The people who attend our services are woefully ignorant and superstitious, particularly with regard to ghosts, demons, witches, and saints.  This results from several sources.  The clergy are poorly trained and often superstitious themselves, and they encourage the superstitions of the people in order to keep the common herd content and keep everything in stat quo.  While the people are not to blame that they were raised with superstitions, they cling to them tenaciously, for is it not much easier to simply follow a superstitious formula than to undergo a transformation of heart?

So, you may have surmised from all this, Gentle Reader, that I find myself at odds with several of the clergy.  They accuse me of stirring up the populace, for some find my lessons refreshing and authentic, but some cling to their old thinking, and so the congregation is divided.  How I shocked them last Sunday when I answered that, no, the sight of an icon does not protect one from sudden death for the rest of the day.  Does not experience itself teach this?

Hubmaier writes that discussion among the people is always to be desired, as it opens minds.  But truly, I feel that I am having little positive effect.

I am besieged by a mass of trivial duties, and one would surmise that I am too busy to think.  But I do think.  In my solitude, I find myself revisiting troubling questions that go all the way back to my childhood and my father’s affinity for John Wycliffe.

Is Christ really Present in the Eucharist?  I don’t know.  And yet, in my position, I declare my belief in that doctrine every time I say Mass.

I have no one with whom to share these concerns—dangerous as they are.  Oh how I miss Hubmaier and Zell and the lively discussions we had over our ale at the Hog’s Snout.  How I miss Fabri’s unwavering logic.  And the innocent wisdom of the young monk Michael.
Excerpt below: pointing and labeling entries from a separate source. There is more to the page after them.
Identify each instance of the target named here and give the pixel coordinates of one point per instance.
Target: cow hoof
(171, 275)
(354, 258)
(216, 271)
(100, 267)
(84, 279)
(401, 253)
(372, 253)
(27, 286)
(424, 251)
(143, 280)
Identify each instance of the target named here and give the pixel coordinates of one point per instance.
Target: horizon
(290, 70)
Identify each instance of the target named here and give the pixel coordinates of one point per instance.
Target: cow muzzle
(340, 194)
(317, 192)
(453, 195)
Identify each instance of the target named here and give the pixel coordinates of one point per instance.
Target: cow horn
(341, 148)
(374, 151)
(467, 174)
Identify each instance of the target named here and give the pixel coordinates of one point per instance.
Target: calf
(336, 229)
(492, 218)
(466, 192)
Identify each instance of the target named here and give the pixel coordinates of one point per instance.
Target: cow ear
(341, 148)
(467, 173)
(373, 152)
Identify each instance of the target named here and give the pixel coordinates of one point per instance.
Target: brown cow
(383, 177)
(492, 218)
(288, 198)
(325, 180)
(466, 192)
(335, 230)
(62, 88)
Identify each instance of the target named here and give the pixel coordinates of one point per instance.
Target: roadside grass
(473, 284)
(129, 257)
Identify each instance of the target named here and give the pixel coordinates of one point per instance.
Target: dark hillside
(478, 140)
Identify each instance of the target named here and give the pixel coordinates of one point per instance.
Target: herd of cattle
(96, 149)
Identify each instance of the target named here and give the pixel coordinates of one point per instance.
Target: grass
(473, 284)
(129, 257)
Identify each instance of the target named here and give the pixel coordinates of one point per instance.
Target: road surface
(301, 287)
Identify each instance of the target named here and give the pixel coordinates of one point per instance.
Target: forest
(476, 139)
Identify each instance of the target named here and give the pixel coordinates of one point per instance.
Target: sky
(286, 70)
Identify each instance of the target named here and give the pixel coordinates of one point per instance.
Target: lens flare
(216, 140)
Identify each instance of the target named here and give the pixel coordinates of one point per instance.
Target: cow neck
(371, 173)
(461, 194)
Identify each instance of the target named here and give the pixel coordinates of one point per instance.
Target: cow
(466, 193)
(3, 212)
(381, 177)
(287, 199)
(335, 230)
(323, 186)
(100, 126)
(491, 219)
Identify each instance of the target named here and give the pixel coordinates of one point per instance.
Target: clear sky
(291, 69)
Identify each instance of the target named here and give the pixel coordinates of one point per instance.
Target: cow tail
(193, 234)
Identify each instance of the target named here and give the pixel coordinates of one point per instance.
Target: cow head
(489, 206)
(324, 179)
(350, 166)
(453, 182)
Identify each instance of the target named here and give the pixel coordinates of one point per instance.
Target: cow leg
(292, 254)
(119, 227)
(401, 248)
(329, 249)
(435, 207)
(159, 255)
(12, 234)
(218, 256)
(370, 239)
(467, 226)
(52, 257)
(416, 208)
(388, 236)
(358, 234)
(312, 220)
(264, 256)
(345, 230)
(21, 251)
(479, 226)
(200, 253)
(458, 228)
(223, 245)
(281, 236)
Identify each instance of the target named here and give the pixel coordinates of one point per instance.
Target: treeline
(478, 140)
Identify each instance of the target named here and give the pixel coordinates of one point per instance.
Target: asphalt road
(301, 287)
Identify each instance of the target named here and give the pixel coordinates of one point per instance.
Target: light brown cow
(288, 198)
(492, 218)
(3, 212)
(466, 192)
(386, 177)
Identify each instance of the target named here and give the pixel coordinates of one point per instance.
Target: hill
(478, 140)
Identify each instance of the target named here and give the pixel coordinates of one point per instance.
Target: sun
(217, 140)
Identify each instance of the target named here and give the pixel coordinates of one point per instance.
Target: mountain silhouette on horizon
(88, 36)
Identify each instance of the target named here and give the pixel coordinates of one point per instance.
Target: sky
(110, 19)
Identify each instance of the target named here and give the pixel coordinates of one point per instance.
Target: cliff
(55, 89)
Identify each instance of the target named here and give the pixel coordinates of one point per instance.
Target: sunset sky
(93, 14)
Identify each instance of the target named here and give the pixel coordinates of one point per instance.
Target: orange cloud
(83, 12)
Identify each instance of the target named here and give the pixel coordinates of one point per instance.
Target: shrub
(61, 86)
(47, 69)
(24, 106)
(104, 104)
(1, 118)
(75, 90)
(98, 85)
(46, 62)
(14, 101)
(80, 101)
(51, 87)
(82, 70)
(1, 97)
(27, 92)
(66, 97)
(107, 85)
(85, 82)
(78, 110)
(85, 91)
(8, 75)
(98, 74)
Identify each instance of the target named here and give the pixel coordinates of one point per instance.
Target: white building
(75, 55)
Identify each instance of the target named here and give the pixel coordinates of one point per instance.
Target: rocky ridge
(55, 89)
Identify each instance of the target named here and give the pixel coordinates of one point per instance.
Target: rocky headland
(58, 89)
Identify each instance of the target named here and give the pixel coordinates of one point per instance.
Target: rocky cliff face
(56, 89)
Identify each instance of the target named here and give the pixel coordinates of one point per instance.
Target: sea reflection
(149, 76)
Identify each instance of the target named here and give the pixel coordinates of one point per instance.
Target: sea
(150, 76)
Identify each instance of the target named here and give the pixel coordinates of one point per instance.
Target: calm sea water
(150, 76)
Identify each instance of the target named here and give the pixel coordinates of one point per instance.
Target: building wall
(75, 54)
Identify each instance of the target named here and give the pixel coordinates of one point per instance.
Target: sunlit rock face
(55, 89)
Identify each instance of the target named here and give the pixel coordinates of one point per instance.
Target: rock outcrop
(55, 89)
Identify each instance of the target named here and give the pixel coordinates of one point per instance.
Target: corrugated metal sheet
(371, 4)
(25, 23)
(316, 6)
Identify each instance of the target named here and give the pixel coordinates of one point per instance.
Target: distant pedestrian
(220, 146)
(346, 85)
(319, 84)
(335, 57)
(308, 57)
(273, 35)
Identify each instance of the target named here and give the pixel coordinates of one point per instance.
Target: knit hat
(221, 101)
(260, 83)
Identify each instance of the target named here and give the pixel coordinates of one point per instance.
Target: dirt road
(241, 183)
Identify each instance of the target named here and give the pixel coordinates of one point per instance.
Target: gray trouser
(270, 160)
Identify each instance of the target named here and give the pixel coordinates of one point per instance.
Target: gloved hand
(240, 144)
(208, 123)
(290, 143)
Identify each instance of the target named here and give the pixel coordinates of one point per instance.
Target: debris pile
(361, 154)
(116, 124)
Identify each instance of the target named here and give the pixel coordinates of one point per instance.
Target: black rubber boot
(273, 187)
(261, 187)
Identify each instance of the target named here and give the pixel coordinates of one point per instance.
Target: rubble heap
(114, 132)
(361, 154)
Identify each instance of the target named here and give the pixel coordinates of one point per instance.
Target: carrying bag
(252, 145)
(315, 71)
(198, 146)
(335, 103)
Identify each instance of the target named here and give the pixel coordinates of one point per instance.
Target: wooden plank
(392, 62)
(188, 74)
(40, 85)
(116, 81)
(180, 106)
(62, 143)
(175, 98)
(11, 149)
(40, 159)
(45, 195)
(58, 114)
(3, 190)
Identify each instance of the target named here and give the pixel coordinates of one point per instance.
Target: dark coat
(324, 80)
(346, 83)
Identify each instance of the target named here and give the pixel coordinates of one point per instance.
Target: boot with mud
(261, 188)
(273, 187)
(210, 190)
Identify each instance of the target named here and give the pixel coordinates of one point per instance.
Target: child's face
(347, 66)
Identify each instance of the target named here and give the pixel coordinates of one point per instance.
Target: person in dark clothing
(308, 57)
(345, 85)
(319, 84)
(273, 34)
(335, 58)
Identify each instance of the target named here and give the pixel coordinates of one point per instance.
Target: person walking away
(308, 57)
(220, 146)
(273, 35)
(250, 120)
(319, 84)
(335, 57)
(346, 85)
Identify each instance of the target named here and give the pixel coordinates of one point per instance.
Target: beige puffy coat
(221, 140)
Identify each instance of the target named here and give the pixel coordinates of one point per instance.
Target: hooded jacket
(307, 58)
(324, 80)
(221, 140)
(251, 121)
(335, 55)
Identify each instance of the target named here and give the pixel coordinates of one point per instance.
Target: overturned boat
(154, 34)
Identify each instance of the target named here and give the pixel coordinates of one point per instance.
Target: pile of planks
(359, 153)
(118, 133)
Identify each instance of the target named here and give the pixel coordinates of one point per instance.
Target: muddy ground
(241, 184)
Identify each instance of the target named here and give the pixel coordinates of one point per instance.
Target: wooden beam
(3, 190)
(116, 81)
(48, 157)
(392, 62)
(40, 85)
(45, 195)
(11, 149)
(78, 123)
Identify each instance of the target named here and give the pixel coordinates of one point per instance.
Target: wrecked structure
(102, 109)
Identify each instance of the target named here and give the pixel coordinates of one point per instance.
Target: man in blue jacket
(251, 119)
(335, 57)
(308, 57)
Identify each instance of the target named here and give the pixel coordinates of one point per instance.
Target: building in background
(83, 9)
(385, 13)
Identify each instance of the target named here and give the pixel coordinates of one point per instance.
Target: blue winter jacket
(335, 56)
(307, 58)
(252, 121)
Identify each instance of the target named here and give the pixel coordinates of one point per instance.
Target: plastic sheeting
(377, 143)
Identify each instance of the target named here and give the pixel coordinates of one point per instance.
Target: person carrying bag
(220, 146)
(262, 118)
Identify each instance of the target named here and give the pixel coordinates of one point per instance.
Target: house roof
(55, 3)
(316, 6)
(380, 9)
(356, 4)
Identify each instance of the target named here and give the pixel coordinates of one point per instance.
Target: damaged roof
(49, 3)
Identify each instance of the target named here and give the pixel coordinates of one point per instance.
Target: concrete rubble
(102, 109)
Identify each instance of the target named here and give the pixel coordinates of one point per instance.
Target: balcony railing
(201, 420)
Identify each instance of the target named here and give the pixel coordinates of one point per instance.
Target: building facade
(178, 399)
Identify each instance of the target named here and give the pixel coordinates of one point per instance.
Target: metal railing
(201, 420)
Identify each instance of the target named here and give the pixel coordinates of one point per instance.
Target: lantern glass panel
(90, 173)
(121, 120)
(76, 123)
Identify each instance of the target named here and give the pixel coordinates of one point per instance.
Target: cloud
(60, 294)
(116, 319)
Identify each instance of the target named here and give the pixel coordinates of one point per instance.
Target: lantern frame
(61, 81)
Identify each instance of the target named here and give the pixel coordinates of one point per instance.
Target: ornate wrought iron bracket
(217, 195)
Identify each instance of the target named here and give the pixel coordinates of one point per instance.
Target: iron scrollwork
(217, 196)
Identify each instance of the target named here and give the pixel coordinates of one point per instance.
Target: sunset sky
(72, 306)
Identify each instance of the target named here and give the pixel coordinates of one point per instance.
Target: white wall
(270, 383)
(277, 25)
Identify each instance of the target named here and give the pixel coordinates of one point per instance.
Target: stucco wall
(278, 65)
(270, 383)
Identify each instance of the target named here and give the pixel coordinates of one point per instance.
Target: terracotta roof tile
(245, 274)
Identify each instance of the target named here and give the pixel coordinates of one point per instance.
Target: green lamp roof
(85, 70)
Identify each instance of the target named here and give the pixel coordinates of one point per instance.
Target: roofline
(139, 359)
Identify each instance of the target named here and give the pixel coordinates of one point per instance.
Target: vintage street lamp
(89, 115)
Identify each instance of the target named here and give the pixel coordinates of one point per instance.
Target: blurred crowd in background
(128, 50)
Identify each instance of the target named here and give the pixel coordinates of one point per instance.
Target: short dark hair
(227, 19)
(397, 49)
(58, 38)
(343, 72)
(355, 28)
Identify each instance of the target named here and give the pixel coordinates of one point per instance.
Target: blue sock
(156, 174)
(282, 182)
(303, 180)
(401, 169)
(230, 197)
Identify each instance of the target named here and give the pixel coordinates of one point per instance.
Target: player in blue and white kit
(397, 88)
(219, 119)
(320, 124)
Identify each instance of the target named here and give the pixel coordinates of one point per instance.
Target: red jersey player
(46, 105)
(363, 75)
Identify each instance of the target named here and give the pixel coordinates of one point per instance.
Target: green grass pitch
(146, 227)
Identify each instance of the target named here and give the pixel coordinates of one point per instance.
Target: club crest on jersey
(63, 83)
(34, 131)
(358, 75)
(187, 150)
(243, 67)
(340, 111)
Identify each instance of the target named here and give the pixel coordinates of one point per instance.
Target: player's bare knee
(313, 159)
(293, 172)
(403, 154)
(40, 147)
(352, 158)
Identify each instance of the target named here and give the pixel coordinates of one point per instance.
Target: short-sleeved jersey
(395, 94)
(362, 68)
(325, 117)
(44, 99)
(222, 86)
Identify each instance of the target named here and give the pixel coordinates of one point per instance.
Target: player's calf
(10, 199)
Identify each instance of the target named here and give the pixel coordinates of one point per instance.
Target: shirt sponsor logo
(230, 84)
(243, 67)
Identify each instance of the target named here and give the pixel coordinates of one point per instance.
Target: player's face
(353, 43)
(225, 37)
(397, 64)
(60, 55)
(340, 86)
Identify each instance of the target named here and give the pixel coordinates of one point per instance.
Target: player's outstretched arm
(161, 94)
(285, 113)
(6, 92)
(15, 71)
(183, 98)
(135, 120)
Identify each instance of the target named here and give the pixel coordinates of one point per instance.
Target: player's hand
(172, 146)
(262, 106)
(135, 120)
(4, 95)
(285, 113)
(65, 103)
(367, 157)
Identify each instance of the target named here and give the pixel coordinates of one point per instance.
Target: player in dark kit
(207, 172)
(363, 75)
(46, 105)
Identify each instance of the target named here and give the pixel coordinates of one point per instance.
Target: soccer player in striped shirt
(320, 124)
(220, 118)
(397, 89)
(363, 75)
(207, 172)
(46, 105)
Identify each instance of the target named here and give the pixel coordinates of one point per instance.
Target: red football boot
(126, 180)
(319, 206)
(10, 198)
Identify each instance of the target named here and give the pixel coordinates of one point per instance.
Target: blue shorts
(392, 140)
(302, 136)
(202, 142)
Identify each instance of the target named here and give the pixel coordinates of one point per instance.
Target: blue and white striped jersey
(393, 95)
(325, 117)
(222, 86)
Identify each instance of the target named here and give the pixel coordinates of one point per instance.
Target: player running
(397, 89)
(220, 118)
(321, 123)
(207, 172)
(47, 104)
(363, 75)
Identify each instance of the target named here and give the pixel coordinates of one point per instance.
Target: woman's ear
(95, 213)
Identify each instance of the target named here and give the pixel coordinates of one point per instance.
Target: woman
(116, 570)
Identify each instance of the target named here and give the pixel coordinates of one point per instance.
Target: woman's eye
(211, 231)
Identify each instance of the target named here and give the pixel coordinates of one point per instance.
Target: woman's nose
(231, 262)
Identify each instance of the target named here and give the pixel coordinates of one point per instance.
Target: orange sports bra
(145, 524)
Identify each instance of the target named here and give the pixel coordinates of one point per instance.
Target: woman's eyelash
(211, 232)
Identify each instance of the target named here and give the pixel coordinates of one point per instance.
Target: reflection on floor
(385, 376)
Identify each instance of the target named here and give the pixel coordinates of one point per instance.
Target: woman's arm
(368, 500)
Bruchsal is an intellectual desert, and there are few here who can have—or who wish to have—an intelligent discussion about humanistic studies, languages, poetry, ethics, or anything else.  Again, preserve the status quo.  So, when I have a free moment, I seem to gravitate to solitary places where I spend the time brooding.

The one bright spot in the last several months was the recent visit of Conradus Pellicanus.  Although a Franciscan, Conradus leads all Germany in the study of Hebrew, though when he began to study, he had no grammar and no teacher.  But he taught himself the letters, and then Reuchlin lent him the grammar of Moses Kimhi, for Reuchlin is convinced that if one wishes to find the truth in Hebrew, one must follow the grammatical and exegetical tradition of the medieval rabbis.

In 1501, Conradus published the first Hebrew grammar in any European language, which was most helpful to Reuchlin when he later began to publish his works.  (Reuchlin’s Augenspiegel has been suppressed, Conradus told me, thanks to the efforts of that idiot, Pfefferkorn.  Let them try to take my copy.)

Conradus is a model of how a man can educate himself in any subject if he only be willing to study and make the effort to do all that he can.  He tells me that in Basel, there is a converted Jew from Spain living with the Amerbachs and teaching Hebrew.  I have asked the Bishop for permission to make the trip to Basel to meet this Jew.

Many are studying the New Testament in Greek, but few can read the Old Testament in its original language or understand the tradition from which it came.  This is due to a dearth of study material and to the suspicion and hatred of anything Jewish.  A great tragedy.

Jewish scholars wearing pointed hats are suckled by their wetnurse, the Devil’s pig. Earliest extant anti-Semetic broadside. 1475

But I, Capito, find Hebrew fascinating, both for its own knowledge and for the light that it throws on the Bible.  If I could pursue Hebrew studies, my time here in Bruchsal might not seem so devoid of purpose.  So, I go to Basel to meet this Jew.  And we shall see what will be.